Elucidation of the mechanism of hydrogels
Hydrogels are composite polymers that become gel-like when hydrated. Gelatin and agar are natural examples. In this case, the researchers used an “electroactive polymer,” which means a hydrogel that can respond to electrical stimuli due to the presence of ions (charged particles) in the medium surrounding the polymer matrix. When the hydrogel is subjected to an electrical stimulus, the ions move, dragging water molecules with them, and this movement causes the hydrogel to temporarily change shape.
“The rate at which the hydrogel swells takes much longer than it takes to swell initially, which means the next movement of the ions is influenced by the previous movement. This is similar to the development of a memory,” Strong says. “The continued rearrangement of ions within the hydrogel builds on previous rearrangements within the hydrogel, continuing all the way back to when it was first made and the ions were uniformly distributed.”
Advanced Gameplay and Future Applications
To test whether the hydrogel's physical “memory” could enable regeneration, PongThe researchers connected the hydrogel to a virtual gaming environment using electrodes and started a game by sending a ball flying in a random direction, using electrical stimulation to tell the hydrogel where the ball was located and measuring the movement of ions within the hydrogel to determine the position of the paddle.
As Pong The researchers measured the gel's hit rates over the course of multiple matches to see if its accuracy improved, and found that with experience the hydrogel was able to strike the ball more frequently, resulting in longer rallies. PongWhile the neurons achieved optimal ball skills within 10 minutes of playing, the hydrogel took nearly 20 minutes to reach its maximum. Pong Potential.
“Over time, as the ball moves, the gel accumulates a memory of every movement, and the paddle moves to contain the ball within a simulated environment,” Strong says. “The ion moves in a way that maps the memory of every movement over time, and this 'memory' enhances your performance.”
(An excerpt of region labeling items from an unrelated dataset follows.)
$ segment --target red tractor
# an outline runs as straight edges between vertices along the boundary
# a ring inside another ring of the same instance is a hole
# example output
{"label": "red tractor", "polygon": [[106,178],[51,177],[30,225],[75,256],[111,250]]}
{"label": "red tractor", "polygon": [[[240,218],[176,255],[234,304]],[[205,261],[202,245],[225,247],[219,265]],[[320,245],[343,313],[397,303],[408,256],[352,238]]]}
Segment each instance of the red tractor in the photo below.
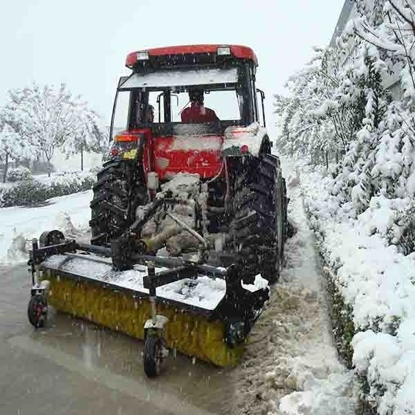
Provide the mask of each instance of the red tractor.
{"label": "red tractor", "polygon": [[[138,208],[154,201],[163,183],[178,173],[196,174],[208,195],[199,209],[201,230],[225,234],[223,258],[237,256],[247,275],[260,272],[275,282],[286,238],[287,199],[265,129],[264,94],[255,87],[252,50],[158,48],[129,53],[126,66],[132,72],[118,83],[111,156],[93,188],[91,243],[109,244],[124,234],[137,221]],[[195,90],[199,102],[190,102],[190,109],[202,116],[185,122],[180,108]],[[215,106],[213,120],[203,119],[203,95]]]}
{"label": "red tractor", "polygon": [[234,365],[279,276],[288,231],[257,57],[195,45],[133,52],[126,64],[91,243],[59,230],[33,241],[29,320],[42,326],[50,304],[143,339],[150,377],[169,349]]}

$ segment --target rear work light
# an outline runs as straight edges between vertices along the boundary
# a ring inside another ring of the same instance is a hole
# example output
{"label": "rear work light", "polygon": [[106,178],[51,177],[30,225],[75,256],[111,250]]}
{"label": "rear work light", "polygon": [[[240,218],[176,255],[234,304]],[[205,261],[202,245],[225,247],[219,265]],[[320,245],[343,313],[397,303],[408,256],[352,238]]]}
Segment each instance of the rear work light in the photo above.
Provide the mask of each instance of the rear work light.
{"label": "rear work light", "polygon": [[218,55],[230,55],[230,46],[219,46],[217,53]]}
{"label": "rear work light", "polygon": [[147,50],[137,52],[137,60],[149,60],[149,53]]}

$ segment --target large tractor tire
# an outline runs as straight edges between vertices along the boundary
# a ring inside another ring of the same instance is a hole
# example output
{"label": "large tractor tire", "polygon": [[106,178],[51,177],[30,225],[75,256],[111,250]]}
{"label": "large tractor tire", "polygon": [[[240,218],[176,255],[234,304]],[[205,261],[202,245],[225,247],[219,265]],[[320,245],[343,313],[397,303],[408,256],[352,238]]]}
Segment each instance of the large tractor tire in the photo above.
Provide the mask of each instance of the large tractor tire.
{"label": "large tractor tire", "polygon": [[109,162],[98,172],[90,203],[92,244],[109,243],[134,222],[137,207],[147,200],[142,177],[133,160]]}
{"label": "large tractor tire", "polygon": [[234,181],[234,240],[246,282],[261,273],[270,284],[280,275],[286,206],[279,160],[264,154],[246,160]]}

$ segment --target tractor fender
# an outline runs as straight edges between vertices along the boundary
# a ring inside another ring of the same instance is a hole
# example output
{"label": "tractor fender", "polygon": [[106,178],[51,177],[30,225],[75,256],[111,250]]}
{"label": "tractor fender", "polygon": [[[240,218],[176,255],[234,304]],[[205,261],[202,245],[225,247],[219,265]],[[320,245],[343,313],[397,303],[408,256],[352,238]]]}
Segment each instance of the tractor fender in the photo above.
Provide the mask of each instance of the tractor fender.
{"label": "tractor fender", "polygon": [[223,156],[253,156],[270,153],[272,143],[266,129],[259,122],[252,122],[248,127],[231,126],[225,130]]}

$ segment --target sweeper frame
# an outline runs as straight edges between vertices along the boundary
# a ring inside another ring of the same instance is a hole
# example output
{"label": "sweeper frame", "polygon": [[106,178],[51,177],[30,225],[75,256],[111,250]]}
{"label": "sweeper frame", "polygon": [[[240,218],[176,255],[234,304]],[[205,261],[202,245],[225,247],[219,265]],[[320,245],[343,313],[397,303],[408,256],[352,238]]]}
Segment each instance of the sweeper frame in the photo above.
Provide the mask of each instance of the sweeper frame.
{"label": "sweeper frame", "polygon": [[[230,348],[237,349],[241,345],[252,326],[258,318],[264,303],[269,297],[268,288],[251,291],[243,287],[243,273],[237,264],[226,268],[218,268],[202,263],[203,256],[192,255],[180,257],[166,257],[157,255],[137,254],[131,249],[134,243],[132,237],[123,237],[111,241],[111,248],[78,243],[67,239],[59,230],[43,232],[37,240],[34,239],[30,251],[28,264],[32,277],[30,299],[28,306],[28,317],[35,327],[44,327],[46,323],[50,303],[54,293],[50,290],[50,280],[59,276],[59,279],[70,280],[73,284],[88,284],[102,286],[106,290],[113,290],[124,295],[137,299],[149,301],[149,313],[144,324],[144,369],[149,377],[157,376],[163,360],[167,356],[165,341],[165,325],[168,317],[157,313],[157,306],[163,304],[173,306],[182,312],[201,315],[209,322],[224,322],[223,341]],[[60,262],[48,261],[53,258],[60,258]],[[133,270],[138,264],[145,265],[147,275],[143,277],[144,290],[138,290],[125,288],[111,282],[96,279],[71,273],[64,264],[80,259],[91,264],[105,264],[109,266],[111,259],[111,275],[120,275]],[[163,267],[156,271],[156,267]],[[169,298],[158,297],[157,288],[179,280],[195,281],[198,277],[207,276],[212,279],[223,279],[225,293],[216,307],[207,310],[200,307],[178,302]],[[163,308],[163,307],[162,307]],[[82,314],[78,317],[84,317]],[[126,331],[128,330],[120,331]]]}

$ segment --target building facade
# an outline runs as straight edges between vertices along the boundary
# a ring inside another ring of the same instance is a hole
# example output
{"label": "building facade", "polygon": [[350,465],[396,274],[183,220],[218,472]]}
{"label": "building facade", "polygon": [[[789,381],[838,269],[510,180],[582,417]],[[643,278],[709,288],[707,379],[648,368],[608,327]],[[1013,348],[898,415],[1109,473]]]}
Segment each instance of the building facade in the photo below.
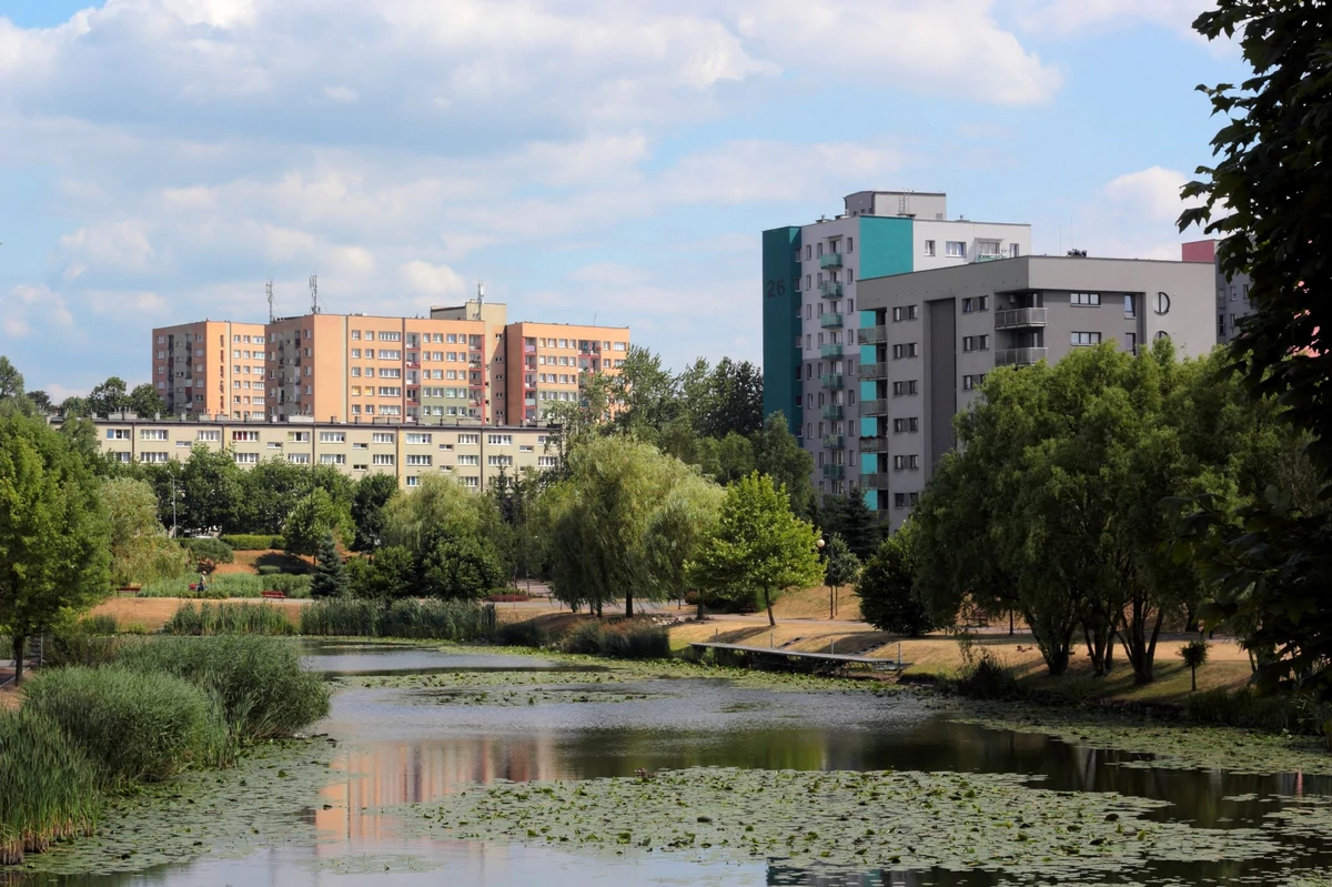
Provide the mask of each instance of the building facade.
{"label": "building facade", "polygon": [[582,373],[617,373],[627,350],[627,328],[509,324],[505,305],[469,301],[429,317],[160,328],[153,378],[177,417],[534,425],[577,400]]}
{"label": "building facade", "polygon": [[557,467],[550,429],[509,425],[430,425],[402,422],[317,422],[300,417],[276,422],[140,420],[132,414],[95,420],[101,451],[120,462],[169,463],[196,446],[226,450],[241,467],[268,459],[330,465],[353,478],[392,474],[398,486],[417,486],[445,473],[472,489],[486,489],[501,474]]}
{"label": "building facade", "polygon": [[867,503],[900,526],[955,445],[954,416],[996,366],[1055,362],[1108,341],[1136,353],[1166,336],[1185,356],[1205,354],[1216,344],[1213,278],[1195,261],[1027,256],[862,280],[856,432]]}
{"label": "building facade", "polygon": [[856,192],[835,218],[763,232],[763,414],[786,416],[821,490],[858,481],[860,281],[1030,252],[1030,225],[950,220],[942,193]]}
{"label": "building facade", "polygon": [[1240,332],[1239,322],[1253,313],[1249,304],[1249,276],[1227,277],[1216,261],[1216,241],[1196,240],[1180,245],[1180,258],[1185,262],[1207,262],[1216,272],[1216,342],[1224,345]]}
As most existing AI algorithms are derived from neural networks, the researchers say that hydrogels represent a different kind of “intelligence” that could be harnessed to develop new, simpler algorithms. In the future, the researchers plan to further investigate the hydrogel's “memory” by examining the mechanisms behind its memory and testing its ability to perform other tasks.
“Our next project is to look at how to extract the algorithms from the hydrogel that enable memory acquisition,” says co-author William Holderbaum from the University of Reading.
“We've shown that memory emerges in the hydrogel, but the next step is to see if we can also demonstrate that learning is occurring,” Strong says.
For more information on this research, see “Hydrogel Brains” Defy Deep Learning Expectations.
Reference: “Electroactive polymer hydrogels exhibit emergent memory when embodied in a simulated gaming environment,” Vincent Strong, William Holderbaum, Yoshikatsu Hayashi, August 22, 2024, Cell Report Physical Sciences.
DOI: 10.1016/j.xcrp.2024.102151
This research was supported by Process Vision Ltd.